Performance Optimization Patterns at Scale

The 2 AM Wake-Up Call

The alert came through at 2:17 AM: “API response times exceeding 5 seconds.” I opened the dashboard. What I saw made my stomach drop:

Session queries: 500ms average (should be less than 50ms)
Contact lookups: Full table scans on a 100k record table
Webhook execution: 200ms per call (half of that just establishing connections)
Memory usage: Spiking to 50MB for simple queries

We had the classic multi-tenant SaaS performance problem: code that works fine in development falls apart at scale. The platform was built on DynamoDB with event sourcing. Good architectural choices, but we’d made critical mistakes in how we queried data, managed connections, and structured our code. Over the next month, we systematically addressed seven major bottlenecks. The results were dramatic: 10x to 1000x improvements across the board. Here’s what we learned about performance optimization at scale.

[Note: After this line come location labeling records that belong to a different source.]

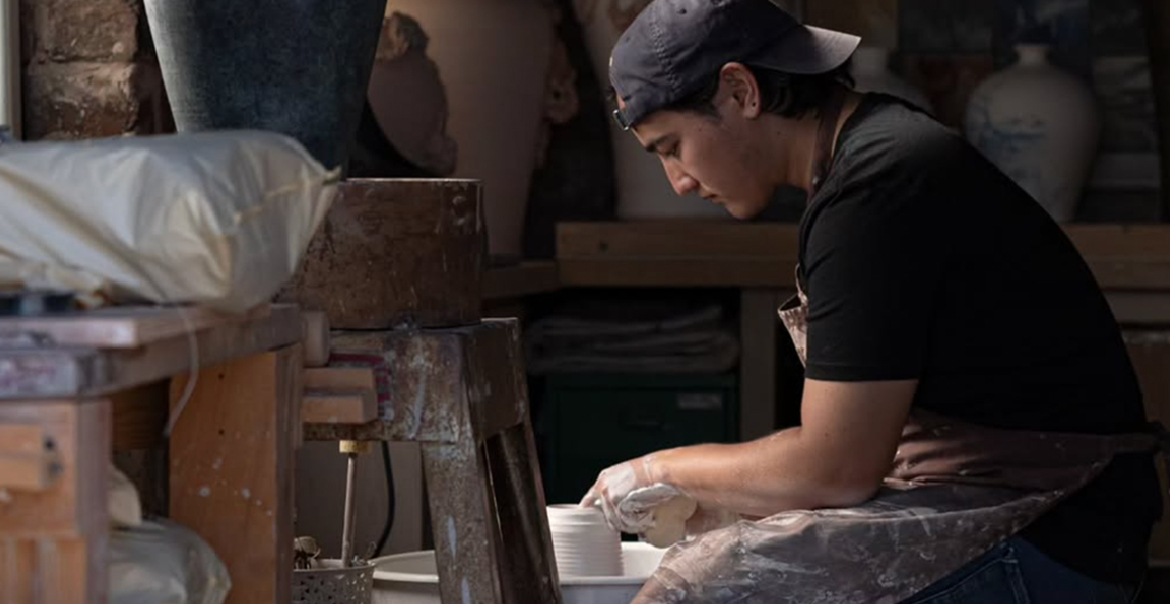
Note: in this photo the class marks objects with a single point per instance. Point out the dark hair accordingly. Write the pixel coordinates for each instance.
(786, 95)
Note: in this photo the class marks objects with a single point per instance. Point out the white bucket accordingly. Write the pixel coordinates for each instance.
(412, 578)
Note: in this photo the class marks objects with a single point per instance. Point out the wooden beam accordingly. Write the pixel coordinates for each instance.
(521, 280)
(232, 455)
(352, 406)
(762, 255)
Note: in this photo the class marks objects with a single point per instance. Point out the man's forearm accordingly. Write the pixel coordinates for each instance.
(784, 471)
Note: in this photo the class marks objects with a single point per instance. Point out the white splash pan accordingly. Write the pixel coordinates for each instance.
(412, 578)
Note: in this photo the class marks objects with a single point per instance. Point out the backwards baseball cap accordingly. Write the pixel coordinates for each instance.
(675, 46)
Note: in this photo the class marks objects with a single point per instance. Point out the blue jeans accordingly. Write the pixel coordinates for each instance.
(1016, 572)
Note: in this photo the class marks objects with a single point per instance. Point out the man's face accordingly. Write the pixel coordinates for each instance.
(715, 157)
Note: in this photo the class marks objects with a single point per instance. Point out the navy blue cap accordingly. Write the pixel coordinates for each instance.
(675, 46)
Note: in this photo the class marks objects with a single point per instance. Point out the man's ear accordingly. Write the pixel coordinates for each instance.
(737, 83)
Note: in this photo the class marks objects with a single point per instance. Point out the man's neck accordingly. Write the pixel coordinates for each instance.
(800, 137)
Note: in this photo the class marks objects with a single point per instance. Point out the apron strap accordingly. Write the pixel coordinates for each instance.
(823, 153)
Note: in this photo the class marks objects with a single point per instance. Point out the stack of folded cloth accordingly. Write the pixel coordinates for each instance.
(640, 337)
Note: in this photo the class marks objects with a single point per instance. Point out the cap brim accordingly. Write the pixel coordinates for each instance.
(809, 50)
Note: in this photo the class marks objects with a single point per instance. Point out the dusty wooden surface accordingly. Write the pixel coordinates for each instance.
(66, 369)
(429, 381)
(461, 392)
(232, 455)
(396, 253)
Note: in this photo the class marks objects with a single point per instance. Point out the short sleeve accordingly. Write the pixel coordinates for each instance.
(873, 263)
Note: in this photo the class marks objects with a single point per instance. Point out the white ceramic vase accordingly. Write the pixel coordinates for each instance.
(493, 57)
(644, 191)
(1040, 125)
(871, 74)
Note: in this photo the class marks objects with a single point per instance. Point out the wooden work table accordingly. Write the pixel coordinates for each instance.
(67, 382)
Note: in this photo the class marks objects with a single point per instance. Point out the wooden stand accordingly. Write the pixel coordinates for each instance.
(461, 393)
(231, 451)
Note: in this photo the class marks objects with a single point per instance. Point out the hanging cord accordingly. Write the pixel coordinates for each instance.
(188, 390)
(390, 498)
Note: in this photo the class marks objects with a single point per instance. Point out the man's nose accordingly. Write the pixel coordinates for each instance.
(682, 183)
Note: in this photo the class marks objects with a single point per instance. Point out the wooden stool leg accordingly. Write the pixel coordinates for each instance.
(462, 519)
(232, 454)
(529, 568)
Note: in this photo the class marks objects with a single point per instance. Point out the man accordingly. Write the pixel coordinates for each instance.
(935, 288)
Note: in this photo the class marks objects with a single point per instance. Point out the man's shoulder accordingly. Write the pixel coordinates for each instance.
(894, 135)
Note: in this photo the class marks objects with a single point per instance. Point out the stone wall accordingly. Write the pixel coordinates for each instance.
(89, 70)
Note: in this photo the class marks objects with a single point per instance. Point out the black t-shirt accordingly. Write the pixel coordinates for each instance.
(922, 260)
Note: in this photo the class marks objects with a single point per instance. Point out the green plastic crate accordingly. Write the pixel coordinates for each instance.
(591, 421)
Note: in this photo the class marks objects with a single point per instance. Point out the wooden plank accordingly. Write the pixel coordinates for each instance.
(678, 239)
(329, 378)
(71, 371)
(521, 280)
(1150, 354)
(123, 327)
(232, 472)
(681, 272)
(352, 406)
(1140, 308)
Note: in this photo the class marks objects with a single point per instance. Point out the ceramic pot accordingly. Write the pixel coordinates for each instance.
(1040, 125)
(294, 67)
(642, 190)
(493, 57)
(871, 74)
(583, 543)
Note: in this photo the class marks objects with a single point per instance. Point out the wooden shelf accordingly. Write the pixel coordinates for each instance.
(749, 255)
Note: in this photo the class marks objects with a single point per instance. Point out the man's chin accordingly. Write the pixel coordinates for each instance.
(741, 211)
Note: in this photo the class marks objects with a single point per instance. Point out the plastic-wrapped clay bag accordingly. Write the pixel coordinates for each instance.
(214, 218)
(159, 562)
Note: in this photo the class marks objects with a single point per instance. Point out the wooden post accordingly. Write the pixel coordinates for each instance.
(232, 455)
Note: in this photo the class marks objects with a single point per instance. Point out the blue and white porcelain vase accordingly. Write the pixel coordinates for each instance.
(1040, 125)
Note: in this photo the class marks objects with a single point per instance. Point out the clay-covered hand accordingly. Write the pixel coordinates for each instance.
(628, 493)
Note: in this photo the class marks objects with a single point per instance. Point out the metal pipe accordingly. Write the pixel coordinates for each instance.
(351, 478)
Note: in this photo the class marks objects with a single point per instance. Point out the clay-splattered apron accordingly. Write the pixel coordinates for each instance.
(955, 492)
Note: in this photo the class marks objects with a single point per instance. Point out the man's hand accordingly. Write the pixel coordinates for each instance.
(628, 493)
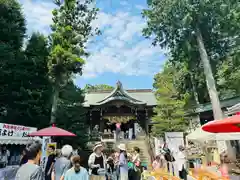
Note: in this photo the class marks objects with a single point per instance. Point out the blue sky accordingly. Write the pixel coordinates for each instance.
(120, 53)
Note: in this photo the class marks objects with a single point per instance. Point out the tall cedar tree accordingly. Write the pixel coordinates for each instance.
(170, 106)
(71, 28)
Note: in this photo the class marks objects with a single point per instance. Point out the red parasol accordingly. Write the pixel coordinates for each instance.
(227, 125)
(52, 131)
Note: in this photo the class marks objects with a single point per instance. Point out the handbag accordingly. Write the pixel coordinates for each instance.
(101, 172)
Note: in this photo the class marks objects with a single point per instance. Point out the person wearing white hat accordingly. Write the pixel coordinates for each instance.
(123, 163)
(97, 163)
(62, 164)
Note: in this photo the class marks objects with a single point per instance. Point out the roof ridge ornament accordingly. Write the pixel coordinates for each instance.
(119, 84)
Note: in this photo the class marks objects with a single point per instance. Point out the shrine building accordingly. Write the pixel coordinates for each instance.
(132, 108)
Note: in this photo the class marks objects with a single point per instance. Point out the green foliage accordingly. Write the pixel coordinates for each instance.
(71, 115)
(12, 24)
(28, 102)
(177, 25)
(170, 105)
(71, 29)
(98, 87)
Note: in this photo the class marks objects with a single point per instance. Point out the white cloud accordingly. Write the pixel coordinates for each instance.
(121, 47)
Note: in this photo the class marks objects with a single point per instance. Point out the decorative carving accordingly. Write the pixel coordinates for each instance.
(119, 119)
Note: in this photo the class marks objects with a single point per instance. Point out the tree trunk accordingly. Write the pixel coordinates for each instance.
(212, 90)
(54, 105)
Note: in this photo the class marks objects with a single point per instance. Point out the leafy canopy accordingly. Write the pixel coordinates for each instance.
(170, 105)
(71, 29)
(97, 87)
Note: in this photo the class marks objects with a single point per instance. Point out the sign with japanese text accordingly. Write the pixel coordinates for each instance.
(45, 141)
(11, 130)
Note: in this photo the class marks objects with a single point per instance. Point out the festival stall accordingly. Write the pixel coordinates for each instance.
(47, 133)
(229, 125)
(13, 137)
(203, 146)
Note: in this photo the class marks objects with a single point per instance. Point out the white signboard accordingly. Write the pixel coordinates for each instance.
(11, 130)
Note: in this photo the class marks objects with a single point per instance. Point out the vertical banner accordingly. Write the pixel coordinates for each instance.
(158, 142)
(174, 140)
(53, 144)
(45, 141)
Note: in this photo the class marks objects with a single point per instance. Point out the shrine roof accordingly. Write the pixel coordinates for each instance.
(134, 96)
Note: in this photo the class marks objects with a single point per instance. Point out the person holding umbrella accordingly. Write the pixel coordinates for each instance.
(123, 162)
(77, 172)
(97, 163)
(31, 170)
(62, 164)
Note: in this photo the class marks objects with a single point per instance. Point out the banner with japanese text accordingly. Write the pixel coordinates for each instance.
(11, 130)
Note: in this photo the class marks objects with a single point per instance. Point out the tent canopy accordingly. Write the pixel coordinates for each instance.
(52, 131)
(201, 136)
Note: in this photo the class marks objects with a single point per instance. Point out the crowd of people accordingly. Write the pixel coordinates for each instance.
(69, 164)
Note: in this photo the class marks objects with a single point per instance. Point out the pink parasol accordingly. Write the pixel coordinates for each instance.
(52, 131)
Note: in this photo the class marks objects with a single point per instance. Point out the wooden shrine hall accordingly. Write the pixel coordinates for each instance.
(132, 108)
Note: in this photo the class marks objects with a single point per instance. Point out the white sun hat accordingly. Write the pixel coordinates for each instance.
(66, 150)
(97, 145)
(122, 147)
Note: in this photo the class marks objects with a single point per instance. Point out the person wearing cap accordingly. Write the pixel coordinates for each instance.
(97, 163)
(111, 169)
(123, 162)
(31, 170)
(181, 163)
(159, 163)
(63, 163)
(77, 172)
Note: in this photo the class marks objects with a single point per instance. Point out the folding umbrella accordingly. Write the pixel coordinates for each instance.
(52, 131)
(227, 125)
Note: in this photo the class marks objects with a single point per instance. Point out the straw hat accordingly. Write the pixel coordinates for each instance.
(122, 147)
(97, 145)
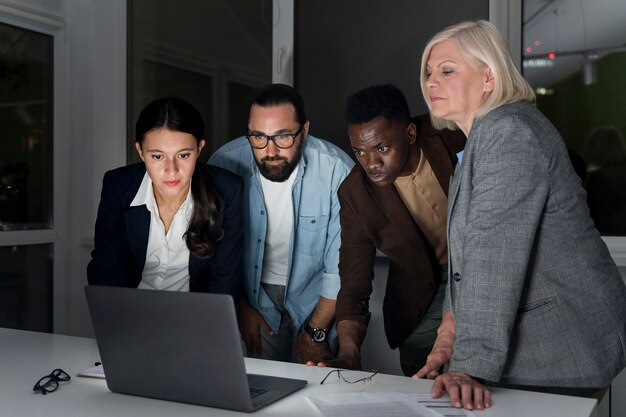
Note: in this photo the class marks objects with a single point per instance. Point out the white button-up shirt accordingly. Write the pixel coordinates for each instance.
(167, 255)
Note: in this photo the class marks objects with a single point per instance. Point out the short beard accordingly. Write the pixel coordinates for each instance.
(279, 173)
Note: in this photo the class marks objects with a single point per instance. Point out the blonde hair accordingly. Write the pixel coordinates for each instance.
(482, 45)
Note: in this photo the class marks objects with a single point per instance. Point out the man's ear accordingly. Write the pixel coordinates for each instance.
(305, 129)
(139, 151)
(411, 131)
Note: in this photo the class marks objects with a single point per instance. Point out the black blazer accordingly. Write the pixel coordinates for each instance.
(121, 235)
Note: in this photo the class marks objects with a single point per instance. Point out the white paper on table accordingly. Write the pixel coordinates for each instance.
(93, 372)
(371, 404)
(441, 405)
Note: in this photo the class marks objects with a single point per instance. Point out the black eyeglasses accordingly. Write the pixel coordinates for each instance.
(50, 383)
(364, 380)
(281, 140)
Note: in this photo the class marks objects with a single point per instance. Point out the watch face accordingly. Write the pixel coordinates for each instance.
(319, 335)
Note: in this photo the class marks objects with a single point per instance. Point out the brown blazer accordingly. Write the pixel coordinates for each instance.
(374, 217)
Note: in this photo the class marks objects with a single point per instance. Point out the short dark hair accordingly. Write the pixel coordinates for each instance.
(385, 101)
(277, 94)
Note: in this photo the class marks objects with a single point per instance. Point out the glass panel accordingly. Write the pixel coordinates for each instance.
(26, 287)
(210, 53)
(25, 129)
(575, 58)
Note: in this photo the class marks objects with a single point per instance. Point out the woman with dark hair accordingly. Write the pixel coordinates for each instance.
(169, 222)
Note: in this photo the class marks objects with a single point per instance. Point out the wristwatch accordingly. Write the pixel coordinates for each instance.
(318, 335)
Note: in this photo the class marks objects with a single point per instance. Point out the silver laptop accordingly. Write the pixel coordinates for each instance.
(178, 346)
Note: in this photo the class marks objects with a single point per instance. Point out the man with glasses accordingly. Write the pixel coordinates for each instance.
(291, 229)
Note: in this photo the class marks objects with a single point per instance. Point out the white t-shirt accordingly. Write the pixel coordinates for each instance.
(279, 209)
(167, 255)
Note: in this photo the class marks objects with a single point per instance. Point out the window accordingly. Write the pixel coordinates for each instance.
(26, 178)
(574, 57)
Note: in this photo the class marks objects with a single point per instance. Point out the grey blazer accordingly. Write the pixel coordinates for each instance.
(536, 298)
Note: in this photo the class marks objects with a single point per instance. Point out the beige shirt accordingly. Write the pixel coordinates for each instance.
(423, 197)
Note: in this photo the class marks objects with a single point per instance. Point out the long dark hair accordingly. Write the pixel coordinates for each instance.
(179, 116)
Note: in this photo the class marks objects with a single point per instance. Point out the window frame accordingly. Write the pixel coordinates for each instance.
(56, 236)
(507, 16)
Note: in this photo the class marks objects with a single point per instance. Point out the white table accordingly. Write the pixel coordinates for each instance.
(27, 356)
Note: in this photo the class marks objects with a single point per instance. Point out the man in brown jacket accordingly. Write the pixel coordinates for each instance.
(393, 200)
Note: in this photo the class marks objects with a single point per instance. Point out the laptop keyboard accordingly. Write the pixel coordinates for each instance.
(255, 392)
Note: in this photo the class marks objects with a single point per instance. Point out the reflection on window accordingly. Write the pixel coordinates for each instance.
(25, 129)
(574, 55)
(210, 53)
(26, 287)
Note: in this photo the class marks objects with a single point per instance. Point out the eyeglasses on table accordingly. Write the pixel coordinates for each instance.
(341, 375)
(50, 382)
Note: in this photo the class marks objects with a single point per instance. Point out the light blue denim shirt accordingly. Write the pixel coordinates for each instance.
(313, 268)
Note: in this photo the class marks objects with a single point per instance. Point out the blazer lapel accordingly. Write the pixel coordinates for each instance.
(389, 201)
(137, 220)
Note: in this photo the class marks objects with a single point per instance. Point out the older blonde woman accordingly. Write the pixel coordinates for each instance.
(534, 299)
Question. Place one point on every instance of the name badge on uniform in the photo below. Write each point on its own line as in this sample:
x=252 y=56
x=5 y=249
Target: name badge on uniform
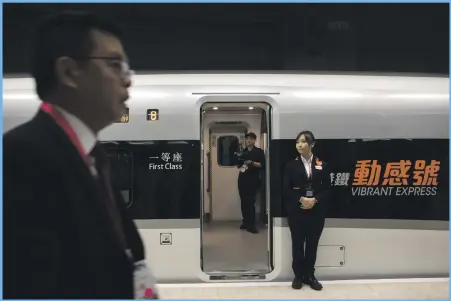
x=144 y=282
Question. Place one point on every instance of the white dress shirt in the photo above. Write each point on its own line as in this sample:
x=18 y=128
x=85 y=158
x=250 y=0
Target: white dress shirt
x=86 y=136
x=307 y=165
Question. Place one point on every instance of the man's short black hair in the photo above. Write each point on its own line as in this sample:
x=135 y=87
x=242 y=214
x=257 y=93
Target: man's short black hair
x=251 y=135
x=309 y=137
x=63 y=34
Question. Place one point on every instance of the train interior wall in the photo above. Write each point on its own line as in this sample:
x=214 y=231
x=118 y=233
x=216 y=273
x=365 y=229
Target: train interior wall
x=227 y=248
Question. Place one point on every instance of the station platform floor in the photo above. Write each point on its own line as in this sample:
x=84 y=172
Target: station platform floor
x=424 y=288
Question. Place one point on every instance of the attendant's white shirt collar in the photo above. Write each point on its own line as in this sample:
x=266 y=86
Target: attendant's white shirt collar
x=87 y=137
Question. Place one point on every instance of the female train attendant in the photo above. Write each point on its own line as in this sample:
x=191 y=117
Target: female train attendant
x=306 y=184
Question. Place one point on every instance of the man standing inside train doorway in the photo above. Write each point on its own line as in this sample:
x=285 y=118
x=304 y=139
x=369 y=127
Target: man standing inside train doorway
x=249 y=181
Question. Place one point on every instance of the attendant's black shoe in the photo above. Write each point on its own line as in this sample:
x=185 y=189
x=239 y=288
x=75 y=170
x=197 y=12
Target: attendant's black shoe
x=313 y=283
x=297 y=283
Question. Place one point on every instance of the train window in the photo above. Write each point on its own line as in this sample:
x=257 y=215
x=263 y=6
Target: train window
x=122 y=172
x=227 y=146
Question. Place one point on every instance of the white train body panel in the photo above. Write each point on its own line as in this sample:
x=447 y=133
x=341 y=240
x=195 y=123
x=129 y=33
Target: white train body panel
x=332 y=107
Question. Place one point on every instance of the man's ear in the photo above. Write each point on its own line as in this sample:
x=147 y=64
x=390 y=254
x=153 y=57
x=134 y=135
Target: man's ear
x=67 y=71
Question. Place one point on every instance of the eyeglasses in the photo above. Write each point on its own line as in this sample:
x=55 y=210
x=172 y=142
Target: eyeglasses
x=125 y=70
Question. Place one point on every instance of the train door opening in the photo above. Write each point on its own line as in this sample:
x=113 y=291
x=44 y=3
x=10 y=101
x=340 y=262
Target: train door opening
x=227 y=250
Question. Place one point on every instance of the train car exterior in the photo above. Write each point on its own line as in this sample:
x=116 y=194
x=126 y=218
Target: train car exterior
x=386 y=139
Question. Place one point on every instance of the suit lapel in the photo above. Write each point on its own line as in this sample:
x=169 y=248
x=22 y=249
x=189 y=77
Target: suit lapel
x=70 y=157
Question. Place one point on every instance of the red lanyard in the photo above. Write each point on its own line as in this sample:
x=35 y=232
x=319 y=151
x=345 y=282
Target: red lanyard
x=67 y=128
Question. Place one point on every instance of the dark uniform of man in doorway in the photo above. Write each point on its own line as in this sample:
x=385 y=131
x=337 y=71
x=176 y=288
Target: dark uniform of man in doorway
x=252 y=161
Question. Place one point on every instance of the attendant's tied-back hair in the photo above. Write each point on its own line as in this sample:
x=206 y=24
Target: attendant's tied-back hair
x=309 y=137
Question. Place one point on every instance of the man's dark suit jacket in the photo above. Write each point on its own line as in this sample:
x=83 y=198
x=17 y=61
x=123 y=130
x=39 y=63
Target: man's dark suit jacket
x=58 y=241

Pattern #1: Query Scoping - Filter at the Database, Not in Memory

The Problem

Our session query looked innocent enough:

// Load ALL sessions for the tenant, then filter in memory
pub async fn get_sessions_for_capsule(
    &self,
    tenant_id: &str,
    capsule_id: &str,
) -> Result<Vec<Session>> {
    // Query DynamoDB for ALL tenant sessions
    let all_sessions = self.repository
        .query_by_tenant(tenant_id)
        .await?;

    // Filter in memory to find capsule sessions
    let filtered: Vec<Session> = all_sessions
        .into_iter()
        .filter(|s| s.capsule_id == capsule_id)
        .collect();

    Ok(filtered)
}

This worked fine in development with 10 sessions per tenant. In production with 1,000 sessions per tenant, it was a disaster:

Latency: 500ms (loading 1,000 records, filtering to 50)
Memory: 50MB allocated for the full dataset
Cost: Reading 1,000 DynamoDB items when we needed 50

The Solution

Push the filtering down to the database level:

// Filter at the database level using DynamoDB expressions
pub async fn get_sessions_for_capsule(
    &self,
    tenant_id: &str,
    capsule_id: &str,
) -> Result<Vec<Session>> {
    // Query with filter expression - DynamoDB does the filtering
    let sessions = self.repository
        .query_by_tenant(tenant_id)
        .filter_expression("capsule_id = :capsule_id")
        .expression_values(hashmap! {
            ":capsule_id" => AttributeValue::S(capsule_id.to_string())
        })
        .await?;

    Ok(sessions)
}

The Results

Latency: 500ms → 50ms (10x improvement)
Memory: 50MB → 5MB (90% reduction)
DynamoDB reads: 1,000 items → 50 items (20x fewer reads)
Monthly cost savings: $240 in reduced read capacity

When to Apply

Use database-level filtering when:

High cardinality filters - Selecting small subset from large dataset
Repeated queries - Same filter pattern used frequently
Large result sets - Base query returns more than 100 records

Warning: DynamoDB filter expressions reduce data transfer but still consume read capacity for scanned items. For true O(1) lookups, you need a GSI (see Pattern #2).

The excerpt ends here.